Here and There

Thursday, May 28, 2015

Pentecost

I had so many great ideas for Pentecost.  When Sunday came though, we were sick, some of us had lice and we were not able to do anything other than watch movies and eat cookies.  On Monday we made a few sculpey creations, fires and a dove.  I put out the red fabric and that was it.  There was a drawing of a crab of Lily's that fit in with his orangeness.  And that was Pentecost this year.


I still feel inspired by the fire and the wind.  I am so enjoying this rare red that comes but once a year to the altar.  As I consider the long long season of ordinary time that approaches, I am thinking the lines:  "Green, green rocky road.  You promenade in green." from the old folk song.  How pretty is a promenade?  How rocky the path can still seem. 

Tuesday, May 19, 2015

Big Sur

 Morning at New Camaldoli at the chapel.
 Golden hour at New Camaldoli.
As a sort of last hurrah I went on a retreat to the New Camaldoli Hermitage in Big Sur.  Then the whole family came down and we went camping a little further south with CR and Zack.  I was glad CR was at the hermitage with me because it was unfamiliar and it was nice to have someone to whisper to every once in awhile.  But being there was so peaceful and I would love to go back.

I wrote, I slept and I read All the Light We Cannot See in it's entirety.  A good 5 days of nature and words and s'mores. 

I don't remember ever going to Big Sur before, ever going further south than Point Lobos, and it was so beautiful and vaguely nerve wracking to be so high up, so close to all the edges.  It was a funny little place.  I thought the people there seemed so young.  Which was weird. I think I expected men with long white beards and ladies in long crinkle skirts?  All in all, it had a good vibe.  But one that felt kind of exclusive?  Or maybe just protected?  It made me want to read some Kerouac and remember what it was all about then.  Something is definitely still in the air, there.

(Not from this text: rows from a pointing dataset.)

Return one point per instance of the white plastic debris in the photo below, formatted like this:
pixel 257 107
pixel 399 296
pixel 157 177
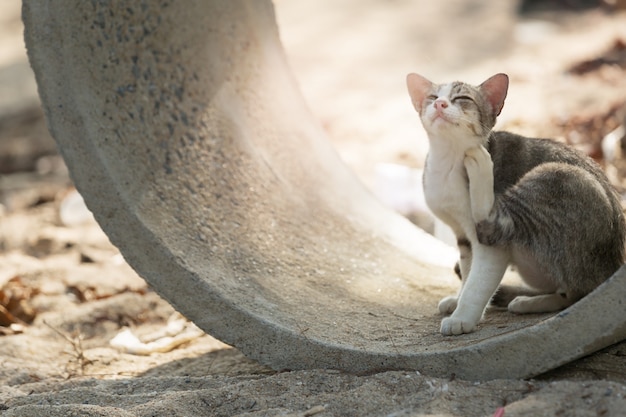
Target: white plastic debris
pixel 177 332
pixel 73 210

I felt lucky, thinking about California and loving this place and living in this place.  It was peculiar, driving home I was remembering my childhood here and how the landscape, the random bridges, the weather, the font on the roadsigns, all of it feels like part of my own self. 



Tuesday, May 12, 2015

Fully May

 Disneyland is such a happy place.  I love it.  We were lucky to be taken on a whirlwind weekend trip there and enjoyed it so much...





 Reading in the late afternoons on the couch with a piece of chocolate.

Mother's day/Emily's birthday picnic...heaven.  Fruit and flowers all warm in the sun...perfection. 

Soaking it up, baby.  Sabbatically speaking.

Another Sabbatical Poem, this one is from February, still rough though:



Sabbath/Storm and White Birds

A rare storm was coming in on Friday morning.

We stared west and watched it,

standing on the sidewalk, the wind raking over us.

The seagulls hovered,

Impossibly bright,

glowing white against that grey curtain.

It was stunning.

I stood with my hand shading my eyes, like I was staring toward the sun.

It never even rained that day and it was still coming in on Sunday when I sat in the wooden chair out back looking straight up this time watching the clouds.

Masses and masses of grey and white all moving quickly north.

The gulls were letting themselves drop and rise with the wind. Just freewheeling it.

I remembered him saying: “I think I actually have a pretty good idea of what flying would be like. I think my dreams are so vivid that I know what it would be like if I could fly.”

“So do I”, I said. “So does everyone. Everyone has those dreams, so we can all imagine it.”

We all have a pretty good idea of what it would be like. I can imagine it without much effort, almost like I’m remembering doing it.

So I just closed my eyes and the storm that was coming kept on coming until it passed us by, but I imagined what it would be like if it actually did storm and it was almost like remembering it.